The U.S. Court of Appeals for the Ninth Circuit recently affirmed the lower court's dismissal of a tenant's post-foreclosure action for alleged violations of the Protecting Tenants at Foreclosure Act of 2009 ("PTFA").
In reaching its decision, the Court held that: (1) the voluntary dismissal of an eviction matter does not necessarily moot an action relating to alleged improprieties in the eviction; (2) the principles of abstention first elucidated by the Supreme Court in Younger v. Harris, 401 U.S. 37 (1971), did not preclude subject matter jurisdiction for the federal courts concerning unlawful detainer actions; and (3) the PTFA does not provide a private right of action.
A copy of the opinion is available at: http://cdn.ca9.uscourts.gov/datastore/opinions/2013/07/16/10-55671.pdf
Following the foreclosure of the subject property, the successor owner provided the tenant with a three-day notice of termination. The successor owner then initiated an unlawful detainer action in state court.
The tenant filed suit in federal court seeking an injunction preventing the bank's state court action based upon an alleged violation of PTFA, as well as damages. Specifically, the tenant alleged that the successor owner violated the PTFA by failing to provide a 90 day notice of termination as required by the statute.
The lower court dismissed the tenant's action based upon lack of subject matter jurisdiction under the abstention principle in Younger, and because it determined that the PTFA did not provide a private right of action. The tenant appealed.
The successor owner argued that the tenant's action was moot, as it had voluntarily dismissed its unlawful detainer action.
As a preliminary matter, the Ninth Circuit determined that the issues presented by the tenant were not mooted merely by the successor owner's voluntary dismissal of its eviction action. The Court noted that when the basis for mootness is the defendant's voluntary conduct, the defendant bears the burden of showing that the allegedly wrongful conduct could not reasonably be expected to recur. The Court found that the successor owner failed to meet this burden and presented no evidence which demonstrated that the successor owner would not reinitiate the unlawful detainer action. Accordingly, the Ninth Circuit held that the tenant's action presented an actual live controversy as required by Article III.
Next, the Court addressed the lower court's ruling that it lacked subject matter jurisdiction. The Court disagreed that the principles of Younger and its progeny required the federal court to abstain from exercising jurisdiction over an action which implicates an on-going unlawful detainer action filed in a state court.
As you may recall, the Supreme Court in Younger held that in certain circumstances the federal courts must abstain from adjudicating issues properly brought before it where it involves a pending state criminal prosecution. Subsequent courts expanded this principle to include limited civil matters where (1) there is an ongoing state proceeding, (2) the state proceeding implicates important state interests, (3) the state proceeding provides an adequate opportunity to raise federal questions, and (4) the federal action would enjoin the state proceeding or have the practical effect of doing so.

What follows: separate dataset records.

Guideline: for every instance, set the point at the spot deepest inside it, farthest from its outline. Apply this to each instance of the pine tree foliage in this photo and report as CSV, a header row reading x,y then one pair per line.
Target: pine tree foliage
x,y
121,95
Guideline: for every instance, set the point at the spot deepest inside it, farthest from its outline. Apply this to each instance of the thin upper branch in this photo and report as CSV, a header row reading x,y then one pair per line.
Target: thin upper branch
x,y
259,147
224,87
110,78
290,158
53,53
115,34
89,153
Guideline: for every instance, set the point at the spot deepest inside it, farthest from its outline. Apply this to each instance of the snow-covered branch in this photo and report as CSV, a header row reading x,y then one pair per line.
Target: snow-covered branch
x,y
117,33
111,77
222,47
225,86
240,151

The Ninth Circuit applied these criteria to the state court unlawful detainer action and determined that abstention was not warranted. Specifically, the Court held that an unlawful detainer action did not implicate important state interests. In addressing this issue, the Court noted that "important state interests" did not implicate every action based upon state law or even involving a traditional state concern; rather, the Court interpreted the phrase narrowly to include only three types of non-criminal proceedings: (1) those that bear a close relationship to criminal proceedings; (2) those necessary for the vindication of important state policies; and (3) those necessary for the functioning of state judicial system. The Court found that unlawful detainer actions did not fall into any of these three categories, and specifically noted that "the unlawful detainer action here is simply a private dispute between two private parties over possession of a property." Thus, the Ninth Circuit held that the lower court's determination to abstain from exercising subject matter jurisdiction was in error.
Nevertheless, the Ninth Circuit held that dismissal was appropriate as the PTFA does not provide a private right of action. The Court noted that the parties conceded that the PTFA did not explicitly provide a private right of action, and it determined that there was no indication that an implied right of action was intended.

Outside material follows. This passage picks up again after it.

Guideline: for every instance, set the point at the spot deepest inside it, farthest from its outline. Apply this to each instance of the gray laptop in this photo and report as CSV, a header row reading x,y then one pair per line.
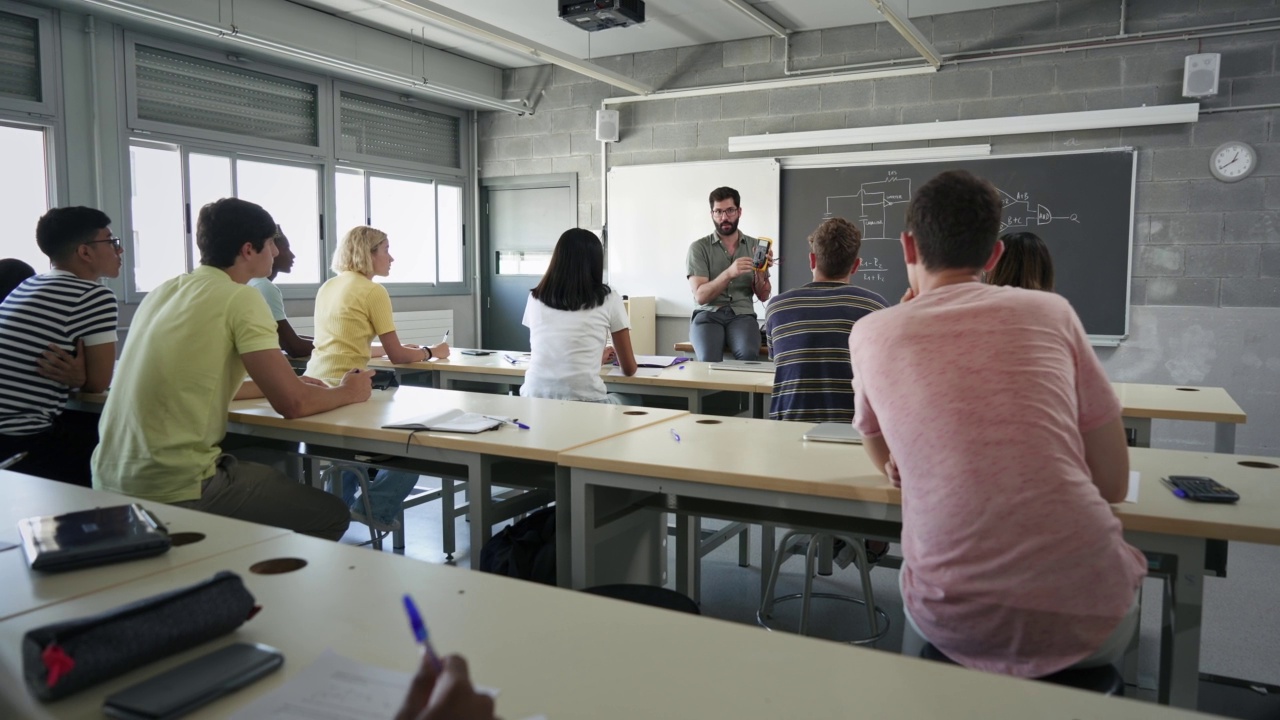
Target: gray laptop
x,y
744,365
835,432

As you may recall, private rights of action must be created by Congress. In determining whether or not a private remedy is implicit in a statute which does not expressly provide one, the courts focus on whether Congress intended to create a private cause of action. See Touche Ross & Co. v. Redington, 442 U.S. 560, 575 (1979).
The Court held that nothing in the language of the PTFA provided any clear and ambiguous intent to create a private right of action. In fact, the Court pointed out that the statute's entire focus is on the regulated party, i.e. the party seeking the eviction, and not the tenant.
The Ninth Circuit held that general proscriptive and regulatory statutes do not indicate an intent to provide for private rights of action.
The Court also rejected the tenant's argument that the statute's title -- "Protecting Tenants at Foreclosure Act of 2009" -- evidenced a Congressional intent to allow a private right of action. The Court held that, although a statute's title can be used to resolve ambiguity, it cannot control the plain language of the statute.